I’m not strict. About housework or anything else. That’s as bad for inspiration as clutter is! So I try to balance an easygoing manner with lots of structure, so that I don’t have to get all rules-y. That said, I prefer to keep toys and other kid stuff out of the living and dining rooms. My kids have free reign in their own bedrooms up to a point. Tessa’s stuffed animals must stay in their bins. Charlie has to clean all the Legos off his rug at least once a week. Somehow their disorder doesn’t bother me, as long as it’s contained to one area.
Q: Do you ever wonder what your design and decor choices will teach your kids? What do you hope they remember most about this childhood home?
A: I hope they feel comfortable and inspired and loved. I hope they’ll remember a place where fun music played, the sunlight streamed in, the right-hand drawer was filled with good art supplies, and their dad was cooking something delicious.
Q: What do you love most about living with your own kids? What do you already miss?
A: Often on weekends they don’t want to leave the house. They’re content right here. I’m still a little antsy by nature, so that can be annoying. Plus I want to get out and show them things and have experiences.
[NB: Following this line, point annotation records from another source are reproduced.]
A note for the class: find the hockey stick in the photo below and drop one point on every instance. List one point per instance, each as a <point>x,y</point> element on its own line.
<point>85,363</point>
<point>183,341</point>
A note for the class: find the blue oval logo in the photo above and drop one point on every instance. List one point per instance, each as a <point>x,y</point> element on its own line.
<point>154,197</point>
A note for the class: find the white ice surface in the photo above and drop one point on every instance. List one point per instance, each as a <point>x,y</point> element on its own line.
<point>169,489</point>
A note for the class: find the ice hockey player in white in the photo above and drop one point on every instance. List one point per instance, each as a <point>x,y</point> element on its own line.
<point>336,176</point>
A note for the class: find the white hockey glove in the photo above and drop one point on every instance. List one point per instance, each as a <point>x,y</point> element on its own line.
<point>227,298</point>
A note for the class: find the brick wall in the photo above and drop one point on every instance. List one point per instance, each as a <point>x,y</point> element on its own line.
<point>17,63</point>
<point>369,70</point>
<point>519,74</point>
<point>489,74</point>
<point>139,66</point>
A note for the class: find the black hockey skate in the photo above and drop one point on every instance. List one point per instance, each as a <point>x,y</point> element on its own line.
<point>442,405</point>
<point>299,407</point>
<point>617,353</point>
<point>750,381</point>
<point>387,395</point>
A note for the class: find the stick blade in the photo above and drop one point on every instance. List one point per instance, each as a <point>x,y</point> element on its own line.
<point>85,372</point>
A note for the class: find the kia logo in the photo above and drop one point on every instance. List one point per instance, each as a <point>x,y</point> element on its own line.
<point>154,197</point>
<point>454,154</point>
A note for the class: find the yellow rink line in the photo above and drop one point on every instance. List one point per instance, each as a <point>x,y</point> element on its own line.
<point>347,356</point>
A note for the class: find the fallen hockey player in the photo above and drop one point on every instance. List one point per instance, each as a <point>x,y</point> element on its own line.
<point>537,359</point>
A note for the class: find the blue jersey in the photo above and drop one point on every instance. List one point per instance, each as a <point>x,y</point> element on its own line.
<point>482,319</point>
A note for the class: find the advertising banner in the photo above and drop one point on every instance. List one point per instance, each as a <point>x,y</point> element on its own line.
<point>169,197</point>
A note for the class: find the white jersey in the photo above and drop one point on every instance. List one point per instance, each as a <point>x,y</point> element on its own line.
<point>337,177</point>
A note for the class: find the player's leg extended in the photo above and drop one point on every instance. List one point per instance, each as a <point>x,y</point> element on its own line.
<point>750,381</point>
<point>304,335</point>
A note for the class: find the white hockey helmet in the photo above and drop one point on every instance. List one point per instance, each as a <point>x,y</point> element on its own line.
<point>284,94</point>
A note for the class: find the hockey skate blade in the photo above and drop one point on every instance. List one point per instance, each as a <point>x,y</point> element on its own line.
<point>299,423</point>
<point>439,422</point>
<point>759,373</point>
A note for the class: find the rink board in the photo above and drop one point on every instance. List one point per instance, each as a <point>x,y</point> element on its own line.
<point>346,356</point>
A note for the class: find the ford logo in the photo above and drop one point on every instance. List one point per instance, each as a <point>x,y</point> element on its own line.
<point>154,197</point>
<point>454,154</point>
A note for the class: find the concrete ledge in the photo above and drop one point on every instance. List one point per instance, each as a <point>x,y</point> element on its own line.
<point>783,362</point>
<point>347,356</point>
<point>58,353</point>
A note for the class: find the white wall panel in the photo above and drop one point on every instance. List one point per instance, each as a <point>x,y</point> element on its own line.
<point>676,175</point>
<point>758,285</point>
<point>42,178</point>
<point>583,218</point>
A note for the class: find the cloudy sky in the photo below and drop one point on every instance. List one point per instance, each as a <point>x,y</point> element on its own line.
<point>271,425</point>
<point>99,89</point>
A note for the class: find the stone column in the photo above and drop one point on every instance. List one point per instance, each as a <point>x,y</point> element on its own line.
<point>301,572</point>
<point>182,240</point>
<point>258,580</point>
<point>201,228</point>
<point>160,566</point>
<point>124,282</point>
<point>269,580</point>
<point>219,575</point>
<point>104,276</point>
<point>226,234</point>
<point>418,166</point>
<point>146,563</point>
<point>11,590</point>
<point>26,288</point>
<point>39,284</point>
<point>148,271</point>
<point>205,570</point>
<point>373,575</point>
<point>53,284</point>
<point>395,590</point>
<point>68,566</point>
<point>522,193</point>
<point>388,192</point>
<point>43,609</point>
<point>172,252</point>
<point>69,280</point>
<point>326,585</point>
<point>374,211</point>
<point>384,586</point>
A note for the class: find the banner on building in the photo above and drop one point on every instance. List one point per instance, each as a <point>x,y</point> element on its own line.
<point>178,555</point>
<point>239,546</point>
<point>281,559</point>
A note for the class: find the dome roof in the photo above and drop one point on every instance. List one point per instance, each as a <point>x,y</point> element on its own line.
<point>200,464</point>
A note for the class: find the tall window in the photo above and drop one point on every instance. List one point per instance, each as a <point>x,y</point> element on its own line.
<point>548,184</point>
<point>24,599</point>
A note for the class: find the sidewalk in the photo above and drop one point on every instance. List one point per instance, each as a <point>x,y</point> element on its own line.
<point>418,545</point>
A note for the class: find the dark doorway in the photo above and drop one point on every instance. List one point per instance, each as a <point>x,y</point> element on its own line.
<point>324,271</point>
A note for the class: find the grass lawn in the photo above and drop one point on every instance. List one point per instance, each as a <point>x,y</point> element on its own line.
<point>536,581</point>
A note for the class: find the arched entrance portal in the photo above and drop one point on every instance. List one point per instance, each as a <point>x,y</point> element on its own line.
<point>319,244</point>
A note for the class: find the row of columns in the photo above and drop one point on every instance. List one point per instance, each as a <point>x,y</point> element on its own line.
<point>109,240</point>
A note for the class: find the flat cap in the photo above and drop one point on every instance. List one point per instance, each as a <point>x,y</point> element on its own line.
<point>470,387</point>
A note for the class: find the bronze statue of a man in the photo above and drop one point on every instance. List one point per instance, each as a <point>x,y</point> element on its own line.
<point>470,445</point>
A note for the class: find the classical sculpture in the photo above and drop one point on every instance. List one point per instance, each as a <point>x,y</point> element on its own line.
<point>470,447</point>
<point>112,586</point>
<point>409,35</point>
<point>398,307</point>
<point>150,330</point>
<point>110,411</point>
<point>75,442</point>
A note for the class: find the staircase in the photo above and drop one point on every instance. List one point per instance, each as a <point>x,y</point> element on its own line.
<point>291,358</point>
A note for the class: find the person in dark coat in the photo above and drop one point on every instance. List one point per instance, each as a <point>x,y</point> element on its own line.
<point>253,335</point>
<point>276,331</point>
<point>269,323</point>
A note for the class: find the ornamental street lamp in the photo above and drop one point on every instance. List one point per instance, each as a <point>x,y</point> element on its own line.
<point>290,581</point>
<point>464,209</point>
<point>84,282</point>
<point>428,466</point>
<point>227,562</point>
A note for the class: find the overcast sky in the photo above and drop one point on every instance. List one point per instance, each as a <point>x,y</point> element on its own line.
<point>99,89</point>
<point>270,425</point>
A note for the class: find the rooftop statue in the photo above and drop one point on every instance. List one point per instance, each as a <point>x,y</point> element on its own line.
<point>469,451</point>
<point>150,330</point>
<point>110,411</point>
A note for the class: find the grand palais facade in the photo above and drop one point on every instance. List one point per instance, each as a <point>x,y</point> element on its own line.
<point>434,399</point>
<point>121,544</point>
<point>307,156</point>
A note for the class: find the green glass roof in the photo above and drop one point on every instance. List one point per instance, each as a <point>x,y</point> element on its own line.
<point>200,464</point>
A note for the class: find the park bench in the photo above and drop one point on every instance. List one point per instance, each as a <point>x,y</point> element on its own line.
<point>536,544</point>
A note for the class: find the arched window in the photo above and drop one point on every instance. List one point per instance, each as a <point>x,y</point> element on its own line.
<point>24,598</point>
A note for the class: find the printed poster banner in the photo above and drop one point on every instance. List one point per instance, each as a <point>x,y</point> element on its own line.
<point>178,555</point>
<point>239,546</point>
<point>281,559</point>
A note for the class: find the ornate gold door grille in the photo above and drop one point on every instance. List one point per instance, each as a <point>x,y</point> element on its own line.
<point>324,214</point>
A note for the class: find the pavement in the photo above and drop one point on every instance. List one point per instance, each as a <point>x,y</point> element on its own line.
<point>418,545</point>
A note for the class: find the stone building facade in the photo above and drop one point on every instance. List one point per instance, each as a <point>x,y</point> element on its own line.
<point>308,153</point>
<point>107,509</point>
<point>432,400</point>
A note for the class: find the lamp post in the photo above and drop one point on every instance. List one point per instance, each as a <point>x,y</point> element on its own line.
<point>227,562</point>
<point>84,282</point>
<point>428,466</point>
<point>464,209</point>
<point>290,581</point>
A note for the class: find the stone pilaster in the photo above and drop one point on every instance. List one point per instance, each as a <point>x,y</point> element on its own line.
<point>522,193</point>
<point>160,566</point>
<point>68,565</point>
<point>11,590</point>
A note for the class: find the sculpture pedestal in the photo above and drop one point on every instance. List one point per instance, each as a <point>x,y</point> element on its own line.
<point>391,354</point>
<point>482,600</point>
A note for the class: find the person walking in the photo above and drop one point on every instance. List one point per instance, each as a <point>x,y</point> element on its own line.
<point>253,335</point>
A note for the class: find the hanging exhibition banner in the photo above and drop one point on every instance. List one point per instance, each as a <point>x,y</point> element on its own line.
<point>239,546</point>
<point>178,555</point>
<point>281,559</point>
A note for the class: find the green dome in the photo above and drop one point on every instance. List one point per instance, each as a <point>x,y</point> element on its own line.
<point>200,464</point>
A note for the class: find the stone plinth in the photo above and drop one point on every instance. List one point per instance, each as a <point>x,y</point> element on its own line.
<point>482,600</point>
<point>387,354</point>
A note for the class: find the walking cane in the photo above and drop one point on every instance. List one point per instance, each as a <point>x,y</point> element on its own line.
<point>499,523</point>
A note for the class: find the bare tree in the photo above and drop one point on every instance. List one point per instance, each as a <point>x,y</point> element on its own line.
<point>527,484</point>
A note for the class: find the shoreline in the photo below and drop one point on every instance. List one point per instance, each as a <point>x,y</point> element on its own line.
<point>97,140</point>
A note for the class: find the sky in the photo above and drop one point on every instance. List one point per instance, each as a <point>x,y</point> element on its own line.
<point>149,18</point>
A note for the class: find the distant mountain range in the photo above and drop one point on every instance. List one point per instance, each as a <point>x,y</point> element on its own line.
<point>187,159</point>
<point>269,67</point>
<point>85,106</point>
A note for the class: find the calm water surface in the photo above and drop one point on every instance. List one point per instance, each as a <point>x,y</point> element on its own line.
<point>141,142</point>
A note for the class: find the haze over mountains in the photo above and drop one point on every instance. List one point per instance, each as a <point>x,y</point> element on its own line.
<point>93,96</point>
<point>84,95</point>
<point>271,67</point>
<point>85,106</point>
But then I think how proud I am of this house we’ve made for them, which they love so much. I love the art I’ve so carefully chosen for them, as well their own creations, like Charlie’s painting of a soldier and Tessa’s pastel ladybug. And despite the clutter, I love their rooms full of treasures: stuffed animals, trophies, drawings, lists, bits of this and that. I will miss those things that seem like junk but are so precious to them.
Q: Please finish the sentence: I wish I had known…
A: …that white marble counters get chipped and dinged and embossed. We haven’t had any stains, but there are definitely a few nicks and some funny spots from glass rims or splattered oil. Then again, each little spot is a reminder of a happy time spent there, right?
Right. Exactly right, Nadya. And the fact that your children don’t want to leave their home tells me they’ve got everything they need right there. Thank you for sharing your thoughts and home with us!
How about you, Friends? Have you created a space where your little birds want to roost? What are your best secrets to making your home feel like a cozy nest?